Growth and Scaling Downfalls – Part IV

Growth and Scaling Downfalls – Part IV

In the previous post “Growth and Scaling Downfalls – Part III” we discussed strategy aspects of a scaling project. The next topic on the scaling preparation “to do” list is measuring success and failure.

Scaling and growth both depend a great deal on experimentation: be it at tactical level deciding who will do what to strategic level defining success or failure. That being said that kind of decision making naturally requires a great deal of analysis; qualitative or quantitative.


Data driven quantitative analysis is or should be the basis of virtually all business decisions. Though an established field, the quantity of data that has been previously inaccessible or impractical for usage has changed the field. The same quantity of the data sets that are now available have also created several other side effects for small and mid-size organizations; ranging from increased cost for proper analysis to “analysis paralysis”. Hence, the usage has to be defined in terms of practicality: both the collection and analysis of data have to be defined within the context of cost and impact.
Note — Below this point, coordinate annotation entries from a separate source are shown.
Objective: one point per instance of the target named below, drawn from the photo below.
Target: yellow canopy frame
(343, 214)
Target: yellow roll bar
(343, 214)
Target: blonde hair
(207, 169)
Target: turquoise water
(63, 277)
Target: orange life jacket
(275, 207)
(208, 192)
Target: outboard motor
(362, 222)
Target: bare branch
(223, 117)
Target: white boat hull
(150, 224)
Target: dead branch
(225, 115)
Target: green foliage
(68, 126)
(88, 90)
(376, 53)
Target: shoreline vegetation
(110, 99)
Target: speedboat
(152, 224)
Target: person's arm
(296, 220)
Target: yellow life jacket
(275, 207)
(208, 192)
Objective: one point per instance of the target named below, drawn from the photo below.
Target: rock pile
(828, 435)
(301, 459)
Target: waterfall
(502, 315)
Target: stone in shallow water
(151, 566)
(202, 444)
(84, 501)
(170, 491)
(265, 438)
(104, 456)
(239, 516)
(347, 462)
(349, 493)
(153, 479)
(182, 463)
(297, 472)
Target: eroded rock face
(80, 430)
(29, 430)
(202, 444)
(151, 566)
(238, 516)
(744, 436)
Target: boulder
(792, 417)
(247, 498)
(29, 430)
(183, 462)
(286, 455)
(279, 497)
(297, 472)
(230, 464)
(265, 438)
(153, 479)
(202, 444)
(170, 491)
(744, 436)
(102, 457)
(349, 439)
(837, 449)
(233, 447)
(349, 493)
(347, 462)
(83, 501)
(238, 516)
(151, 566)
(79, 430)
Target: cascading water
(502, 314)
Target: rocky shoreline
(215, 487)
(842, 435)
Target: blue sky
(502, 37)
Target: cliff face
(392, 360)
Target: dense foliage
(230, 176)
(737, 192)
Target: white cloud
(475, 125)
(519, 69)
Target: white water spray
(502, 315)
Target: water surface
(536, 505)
In a previous discussion about decision making we discussed the usage of qualitative decision making. Those parameters previously discussed i.e. strong pattern recognition as part of the qualitative decision making are particularly applicable when it comes to growth and scaling. In practical terms it translates to a combination of using practical experiences both industry related as well as general business experiences to decide on both tactical and strategic level: the industry know-how combined with generic business experience will provide the sort of “umbrella” coverage that will leave little room for “guessing”.

On the front line

Interestingly enough there are some unique aspects to data usage when it comes to scale and growth: though the basic methodology of collection and analysis is the same, the decision making direction should entail a more dynamic version of “bottom to top” or “top to bottom”: Micro decisions vs. Macro decisions: 

Micro decisions:

When it comes to scaling and growth, micro decisions made in the “bottom to top” model are substantially more beneficial: front line experiences and nuances that may be unknown or unpredictable dictate a great deal of the success needed to build on. Those nuances, irrelevant from the cause, cannot and should not be decided on from the “top” in order to avoid long decision making process as well as preventing the systematic delay and discouragement of the front line teams.

Macro decisions:

Much like the micro decisions impact, macro decisions can equally benefit from procedural input from frontline, with one major difference: macro decisions may have additional considerations that may or may not be obvious to those at the front line. To mitigate that, a dynamic approach that includes compartmentalized decisions combined with a horizontal feedback loop should be sufficient. 

What does it all mean?

When it comes to growth and scaling projects, the decision making in terms of success or failure is equally science and art. The traditional data based decision making models may have to be adjusted to account for the unique nature of extensive trial and error that are inherit in growing or scaling a business. 

Revisiting the old adages that “there are no right or wrong decisions, only trade offs” would dictate an individualized approach that would preferably include a mixture of input and dynamic actions that are non-traditional yet inclusive of virtually all level of the organization.